5. The principle of issue estoppel or res judicata is different from the principle of “double jeopardy” or “autre fais acquit” embodied in section 403 of the old Criminal Procedure Code corresponding to section 300 of the new Code. Under this principle, where an issue of face has been tried by a competent Court on a former occasion and a finding has been reached in favour of the acceded, such a finding would constitute an issue estoppel or res judicata against the prosecution not as a bar to the trial and conviction of the accused for a different and distinct offence, but as precluding the reception of evidence to disturb the finding of fact when the accused is tried subsequently even for a different offence which might be permitted by the terms of section 403 (2), old Criminal Procedure Code, corresponding to section 300 (2) of the new Code. It is clear that section 403 does not preclude the applicability of this rule of estoppel which principle is supported by high authority and has received the approval of the Supreme Court in several decisions: vide Manpiur Administration, v. Thokchom Bira Singh3, Lalta v. State of Uttar Pradesh4, Ravinder Singh v. State of Haryana5. The main object of the rule of first trial, will not avail the complainant and such a contention cannot be a legal argument against the application of this principle. 6. From the above facts, it is clear that the same issue between the same parties has already been agitated and concluded by the judgment of the Executive First Class Magistrate, Mettur in C.C. No. 15of 1973 at the time when the present case was pending on his file.
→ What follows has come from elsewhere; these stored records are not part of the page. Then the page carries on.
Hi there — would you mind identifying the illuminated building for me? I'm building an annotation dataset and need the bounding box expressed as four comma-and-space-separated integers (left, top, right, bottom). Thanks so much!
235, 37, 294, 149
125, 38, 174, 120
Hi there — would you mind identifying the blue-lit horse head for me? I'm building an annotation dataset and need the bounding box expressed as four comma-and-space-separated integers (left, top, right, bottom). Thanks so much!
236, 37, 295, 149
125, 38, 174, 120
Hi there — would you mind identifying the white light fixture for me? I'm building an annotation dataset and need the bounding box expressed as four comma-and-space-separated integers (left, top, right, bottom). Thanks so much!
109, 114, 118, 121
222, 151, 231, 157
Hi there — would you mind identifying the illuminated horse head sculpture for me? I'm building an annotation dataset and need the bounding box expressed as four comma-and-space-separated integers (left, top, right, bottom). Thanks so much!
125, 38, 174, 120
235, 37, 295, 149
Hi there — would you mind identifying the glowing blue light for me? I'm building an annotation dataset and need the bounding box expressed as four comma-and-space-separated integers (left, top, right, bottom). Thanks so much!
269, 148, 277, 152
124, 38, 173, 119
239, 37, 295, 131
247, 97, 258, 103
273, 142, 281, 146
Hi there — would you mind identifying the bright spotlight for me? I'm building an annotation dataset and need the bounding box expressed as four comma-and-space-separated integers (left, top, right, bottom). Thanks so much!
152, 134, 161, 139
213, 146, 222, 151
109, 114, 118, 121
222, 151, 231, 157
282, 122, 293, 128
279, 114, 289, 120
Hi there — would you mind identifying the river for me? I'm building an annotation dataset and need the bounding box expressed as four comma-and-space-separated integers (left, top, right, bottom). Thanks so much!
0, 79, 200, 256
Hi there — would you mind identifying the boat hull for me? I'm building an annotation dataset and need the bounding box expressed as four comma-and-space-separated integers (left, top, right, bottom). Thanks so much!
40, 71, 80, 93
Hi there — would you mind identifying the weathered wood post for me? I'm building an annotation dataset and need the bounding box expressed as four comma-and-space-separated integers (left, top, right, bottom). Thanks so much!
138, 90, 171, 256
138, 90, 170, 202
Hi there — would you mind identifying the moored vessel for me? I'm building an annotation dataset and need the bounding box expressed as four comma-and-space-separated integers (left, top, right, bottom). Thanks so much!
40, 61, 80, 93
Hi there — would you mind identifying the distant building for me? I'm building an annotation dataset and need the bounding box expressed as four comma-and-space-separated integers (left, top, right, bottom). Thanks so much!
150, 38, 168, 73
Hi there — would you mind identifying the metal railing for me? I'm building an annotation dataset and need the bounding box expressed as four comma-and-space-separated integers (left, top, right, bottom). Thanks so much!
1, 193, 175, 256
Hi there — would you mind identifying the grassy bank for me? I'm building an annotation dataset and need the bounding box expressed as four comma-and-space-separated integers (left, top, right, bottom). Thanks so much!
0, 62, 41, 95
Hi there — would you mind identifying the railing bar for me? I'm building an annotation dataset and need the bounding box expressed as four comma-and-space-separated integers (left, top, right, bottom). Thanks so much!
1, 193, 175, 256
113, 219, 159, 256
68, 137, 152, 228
Therefore, the principle of issue estoppel or res judicata would clearly be attracted and the reagitation in respect of the same offences between the same parties in C.C.No. 41 1974 would be barred. This, neither the trial Court nor the lower appellate Court has observed. 7. In the light of the above discussions I hold that the trial Court in this case should not have entertained the tiral of the present case at all. Thus, the judgments of both the Courts are liable to be set aside as they suffer from a manifest illegality and they are accordingly set aside. 8. The revision petition is allowed and the petitioners are acquitted of the offences which they stood charged.